With auto shows canceled and businesses closed because of the pandemic, GM and other automakers switched gears last year to virtual product debuts and saw increased use of online vehicle shopping platforms like GM's Shop-Click-Drive. Cadillac LIVE launched right before the pandemic, giving customers the opportunity to experience Cadillac products through live virtual tours — a handy tool for some dealers when in-person dealership sales were halted for a brief time. 

"It was perfect timing," said Gavin Pierce, partner at John Elway Cadillac located near Denver.

"We had our team contact all of our guests and say:  'Hey, since we don't have the ability to have you come to the store, we'd like you to reach out to our team at Cadillac LIVE and they'll give you a great presentation of the vehicle.' And a lot of dealers didn't have the vehicle in stock anyway, so it's a really good way to get the guests engaged without them deferring or wanting to look at other brands."

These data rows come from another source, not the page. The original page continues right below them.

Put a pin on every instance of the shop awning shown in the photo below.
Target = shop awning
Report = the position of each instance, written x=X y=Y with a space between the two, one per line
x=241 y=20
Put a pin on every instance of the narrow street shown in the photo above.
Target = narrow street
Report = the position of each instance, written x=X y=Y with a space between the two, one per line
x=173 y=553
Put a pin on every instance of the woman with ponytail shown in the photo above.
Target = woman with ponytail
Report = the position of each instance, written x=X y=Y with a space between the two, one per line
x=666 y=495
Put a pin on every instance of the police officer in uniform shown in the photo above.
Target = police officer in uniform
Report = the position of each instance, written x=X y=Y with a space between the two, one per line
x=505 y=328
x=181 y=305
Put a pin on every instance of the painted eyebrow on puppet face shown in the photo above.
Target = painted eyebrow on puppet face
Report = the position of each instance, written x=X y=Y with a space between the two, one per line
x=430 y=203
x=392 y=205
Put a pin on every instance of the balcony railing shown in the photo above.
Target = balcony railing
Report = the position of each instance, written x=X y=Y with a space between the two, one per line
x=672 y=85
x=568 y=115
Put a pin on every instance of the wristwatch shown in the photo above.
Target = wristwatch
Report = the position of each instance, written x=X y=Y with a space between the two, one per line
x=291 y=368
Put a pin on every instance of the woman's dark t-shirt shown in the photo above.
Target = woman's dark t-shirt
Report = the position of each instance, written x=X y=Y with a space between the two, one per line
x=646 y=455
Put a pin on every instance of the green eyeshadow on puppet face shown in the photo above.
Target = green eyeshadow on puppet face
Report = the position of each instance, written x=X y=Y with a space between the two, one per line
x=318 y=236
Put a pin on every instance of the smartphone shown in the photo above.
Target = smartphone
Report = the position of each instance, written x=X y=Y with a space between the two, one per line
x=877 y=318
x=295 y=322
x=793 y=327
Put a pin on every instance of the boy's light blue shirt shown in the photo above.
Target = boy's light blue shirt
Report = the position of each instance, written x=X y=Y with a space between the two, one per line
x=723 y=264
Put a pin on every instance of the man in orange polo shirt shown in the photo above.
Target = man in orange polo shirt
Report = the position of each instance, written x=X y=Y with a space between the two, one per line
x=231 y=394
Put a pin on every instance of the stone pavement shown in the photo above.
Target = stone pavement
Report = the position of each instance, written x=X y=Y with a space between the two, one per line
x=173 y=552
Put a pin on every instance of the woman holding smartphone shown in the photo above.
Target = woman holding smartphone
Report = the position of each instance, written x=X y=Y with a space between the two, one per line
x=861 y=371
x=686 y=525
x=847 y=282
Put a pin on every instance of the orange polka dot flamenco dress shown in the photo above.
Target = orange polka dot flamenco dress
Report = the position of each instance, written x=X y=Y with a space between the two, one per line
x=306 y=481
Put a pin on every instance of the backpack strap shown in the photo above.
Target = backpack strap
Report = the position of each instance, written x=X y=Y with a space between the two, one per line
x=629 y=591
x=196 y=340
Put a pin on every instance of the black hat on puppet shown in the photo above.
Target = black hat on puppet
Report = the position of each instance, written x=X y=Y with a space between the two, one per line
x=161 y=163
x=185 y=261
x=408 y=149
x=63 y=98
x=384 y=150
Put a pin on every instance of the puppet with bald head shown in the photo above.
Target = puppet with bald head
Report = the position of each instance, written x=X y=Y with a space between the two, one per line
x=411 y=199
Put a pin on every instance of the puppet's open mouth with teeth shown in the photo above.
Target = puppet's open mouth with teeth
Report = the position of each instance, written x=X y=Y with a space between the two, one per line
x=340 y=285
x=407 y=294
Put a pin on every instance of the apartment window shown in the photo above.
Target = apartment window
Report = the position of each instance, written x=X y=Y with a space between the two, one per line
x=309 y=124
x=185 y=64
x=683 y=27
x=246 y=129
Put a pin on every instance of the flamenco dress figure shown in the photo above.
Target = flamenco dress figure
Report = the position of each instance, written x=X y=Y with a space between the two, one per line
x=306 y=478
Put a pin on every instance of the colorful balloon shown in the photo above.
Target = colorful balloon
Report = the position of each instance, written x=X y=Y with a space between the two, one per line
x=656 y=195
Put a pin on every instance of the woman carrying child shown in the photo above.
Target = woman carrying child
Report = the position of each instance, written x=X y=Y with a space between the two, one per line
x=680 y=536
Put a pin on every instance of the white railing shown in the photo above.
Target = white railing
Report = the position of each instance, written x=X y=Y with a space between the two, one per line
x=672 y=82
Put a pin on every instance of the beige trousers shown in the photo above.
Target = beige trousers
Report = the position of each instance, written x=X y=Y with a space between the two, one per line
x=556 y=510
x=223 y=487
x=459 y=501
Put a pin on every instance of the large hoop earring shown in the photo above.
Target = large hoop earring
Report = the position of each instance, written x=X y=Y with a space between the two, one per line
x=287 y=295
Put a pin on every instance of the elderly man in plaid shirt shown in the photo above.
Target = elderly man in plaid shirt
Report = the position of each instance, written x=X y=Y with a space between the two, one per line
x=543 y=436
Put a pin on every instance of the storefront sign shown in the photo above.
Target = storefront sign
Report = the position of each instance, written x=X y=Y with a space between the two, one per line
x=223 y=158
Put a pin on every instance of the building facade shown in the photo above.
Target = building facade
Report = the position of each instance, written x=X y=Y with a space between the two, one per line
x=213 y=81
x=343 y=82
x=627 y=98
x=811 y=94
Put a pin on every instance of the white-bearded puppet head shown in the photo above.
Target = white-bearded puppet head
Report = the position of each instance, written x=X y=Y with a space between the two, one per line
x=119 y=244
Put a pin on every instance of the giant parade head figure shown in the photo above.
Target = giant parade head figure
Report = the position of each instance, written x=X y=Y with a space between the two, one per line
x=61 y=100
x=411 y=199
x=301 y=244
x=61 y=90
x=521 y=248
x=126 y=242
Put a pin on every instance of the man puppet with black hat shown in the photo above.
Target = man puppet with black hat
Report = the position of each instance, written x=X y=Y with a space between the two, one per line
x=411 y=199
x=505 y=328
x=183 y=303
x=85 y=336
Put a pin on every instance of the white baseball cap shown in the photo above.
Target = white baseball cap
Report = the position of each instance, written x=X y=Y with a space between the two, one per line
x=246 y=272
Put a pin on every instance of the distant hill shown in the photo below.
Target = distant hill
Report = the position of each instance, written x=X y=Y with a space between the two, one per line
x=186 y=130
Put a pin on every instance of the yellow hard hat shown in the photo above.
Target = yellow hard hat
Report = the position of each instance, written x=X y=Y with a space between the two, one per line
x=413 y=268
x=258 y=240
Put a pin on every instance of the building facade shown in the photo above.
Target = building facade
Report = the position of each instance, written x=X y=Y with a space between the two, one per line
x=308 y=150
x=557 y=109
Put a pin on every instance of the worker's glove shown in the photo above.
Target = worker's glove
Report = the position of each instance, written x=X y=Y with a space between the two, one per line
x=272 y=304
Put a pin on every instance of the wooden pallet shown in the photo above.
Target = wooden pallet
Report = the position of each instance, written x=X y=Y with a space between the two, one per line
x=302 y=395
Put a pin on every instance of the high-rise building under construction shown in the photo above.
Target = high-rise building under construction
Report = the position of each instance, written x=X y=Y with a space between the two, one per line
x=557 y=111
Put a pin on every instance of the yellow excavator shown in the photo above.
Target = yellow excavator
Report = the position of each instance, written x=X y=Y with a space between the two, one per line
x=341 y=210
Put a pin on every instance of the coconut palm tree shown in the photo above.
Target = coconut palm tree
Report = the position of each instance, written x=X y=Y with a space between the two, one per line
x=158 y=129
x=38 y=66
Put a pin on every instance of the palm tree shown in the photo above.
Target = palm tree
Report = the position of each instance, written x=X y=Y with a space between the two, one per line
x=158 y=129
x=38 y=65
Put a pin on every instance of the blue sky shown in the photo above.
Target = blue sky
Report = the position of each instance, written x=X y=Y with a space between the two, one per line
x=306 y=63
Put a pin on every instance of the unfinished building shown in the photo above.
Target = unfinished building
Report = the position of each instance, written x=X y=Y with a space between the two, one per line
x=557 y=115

Pierce says "most definitely" the platform helped the dealership make sales, though he maintains the people at the dealership are the "No. 1 asset." 

Cadillac LIVE has seen consistent growth since launching in December 2019. During the pandemic, the average monthly Cadillac LIVE visits more than doubled their pre-pandemic levels from January and February, peaking in May with over 65,000 visits —2.5 times higher from the January-February monthly average. Since then Cadillac LIVE has seen between 58,000 to 60,0000 visits a month, the luxury brand said. 

Carlos Mojica, senior manager of retail development for LaFontaine Auto Group with a Cadillac dealership in Highland, said it's difficult to say if the dealership received any leads or sales from Cadillac LIVE, but "having an outlet where people can experience the vehicle without the vehicle in front of them ... anytime that we can do that the customers feel more comfortable with the product. It's a unique way to get in front of guests." 

General Motors Co. on Wednesday launched Chevy MyWay, which allows customers to access live tours of the Chevy lineup with a product specialist.

LaFontaine also has a Chevrolet dealership in Dexter, which the auto group supports: "We're trying to build off of all these things that the OEMs are using but also make them unique to us ...  we try to enhance and build on the tools that we are utilizing, but also customize them for our needs," said Max Muncey, senior manager of corporate communications for the auto group. 

The live platforms could help GM showcase future electric products, officials say. GM wants to field 30 all-electric models globally by mid-decade, and it plans to make 40% of its U.S. entries battery-electric vehicles by the end of 2025.

Chevrolet currently only offers the Bolt EV, but it will be launching the larger Bolt EUV this summer. Beyond those vehicles, Chevy will offer four new electric vehicles based off of GM's Ultium battery platform, including a pickup and a crossover/SUV. Large-format pouch style cells on the Ultium battery can be stacked vertically or horizontally inside the battery pack, allowing designers to optimize battery storage and layout for each vehicle's design. 

Chevrolet is expected to the Consumer Electronics Show. GM CEO Mary Barra is the keynote speaker on Jan. 12.